Ou seja, cabe à autoridade superior a competência (em sentido jurídico) para escolher e determinar os agentes públicos encarregados de competências (em sentido jurídico) para conduzir licitações e contratações.
Mas as decisões adotadas somente serão válidas na medida em que observem padrões mínimos de gestão de competência (em sentido técnico).
O dispositivo reconhece, de modo implícito, que o resultado proveitoso em licitações e contratações administrativas depende das soluções de gestão consagradas pela autoridade máxima.
Os defeitos e as falhas verificados em situações concretas podem ser prevenidos e evitados mediante a adoção das melhores práticas por parte da autoridade máxima.
As exigências consagradas no art. 7° devem ser obrigatoriamente observadas pela autoridade máxima. Falhas, defeitos e infrações às determinações desse dispositivo, ainda, que decorrentes da atuação individual e concreta de um agente público subordinado, podem acarretar responsabilidade pessoal da autoridade máxima.

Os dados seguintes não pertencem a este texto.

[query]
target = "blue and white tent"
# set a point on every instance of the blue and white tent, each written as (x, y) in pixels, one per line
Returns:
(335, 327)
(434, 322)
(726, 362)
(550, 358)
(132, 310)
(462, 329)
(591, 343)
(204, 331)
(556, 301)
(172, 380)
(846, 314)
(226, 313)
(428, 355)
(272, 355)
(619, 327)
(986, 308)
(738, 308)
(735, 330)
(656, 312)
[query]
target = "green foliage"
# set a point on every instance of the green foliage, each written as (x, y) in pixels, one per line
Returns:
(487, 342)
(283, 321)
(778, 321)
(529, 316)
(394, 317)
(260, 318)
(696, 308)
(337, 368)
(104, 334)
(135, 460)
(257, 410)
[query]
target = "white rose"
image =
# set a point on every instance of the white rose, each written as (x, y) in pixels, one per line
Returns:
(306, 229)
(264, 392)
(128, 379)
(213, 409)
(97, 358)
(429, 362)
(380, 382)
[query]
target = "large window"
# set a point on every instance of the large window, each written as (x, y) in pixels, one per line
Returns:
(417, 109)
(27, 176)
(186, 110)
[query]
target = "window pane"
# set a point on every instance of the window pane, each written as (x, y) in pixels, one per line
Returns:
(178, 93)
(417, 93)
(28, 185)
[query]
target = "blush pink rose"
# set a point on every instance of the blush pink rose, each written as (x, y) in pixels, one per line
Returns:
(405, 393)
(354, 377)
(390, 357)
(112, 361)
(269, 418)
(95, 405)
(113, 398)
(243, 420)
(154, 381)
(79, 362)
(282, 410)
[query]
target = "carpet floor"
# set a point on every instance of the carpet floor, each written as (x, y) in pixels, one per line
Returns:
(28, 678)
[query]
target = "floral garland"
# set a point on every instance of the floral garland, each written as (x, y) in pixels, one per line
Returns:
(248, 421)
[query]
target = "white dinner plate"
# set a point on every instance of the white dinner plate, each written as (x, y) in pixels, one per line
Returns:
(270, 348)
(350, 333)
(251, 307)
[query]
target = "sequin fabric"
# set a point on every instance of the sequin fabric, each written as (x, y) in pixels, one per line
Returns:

A ausência da implantação da gestão por competências no âmbito do órgão ou da entidade, a inobservância da separação de funções e a designação de agentes sem a observância das imposições do art. 7° configuram infração a dever legal expresso. A configuração dessa infração independe da consumação de dano ao patrimônio da Administração, eis que se trata de ilícito formal. A consumação de algum dano patrimonial impõe o agravamento do sancionamento, mas não se constitui em requisito para tanto.”[3]
[1] A respeito Marçal Justen Filho aduz: “A expressão “preferencialmente” não significa a liberação da autoridade máxima (ou quem lhe fizer as vezes) para indicar agentes públicos que não preencham os requisitos do inc. I. A Lei impõe uma preferência, a ser observada de modo objetivo e rigoroso. Ou seja, somente caberá indicar sujeito que não atenda aos requisitos do inc. I quando se verificar a inviabilidade ou a frustração da solução consagrada no dispositivo”. (JUSTEN FILHO, Marçal. Comentários à Lei de Licitações e contratações administrativas: lei 14.133/2021, São Paulo: Thomson Reuters Brasil, 2021, p. 201)
[2] JUSTEN FILHO, Marçal. Comentários à Lei de Licitações e contratações administrativas: lei 14.133/2021, São Paulo: Thomson Reuters Brasil, 2021, p. 196.
[3] JUSTEN FILHO, Marçal. Comentários à Lei de Licitações e contratações administrativas: lei 14.133/2021, São Paulo: Thomson Reuters Brasil, 2021, p. 195.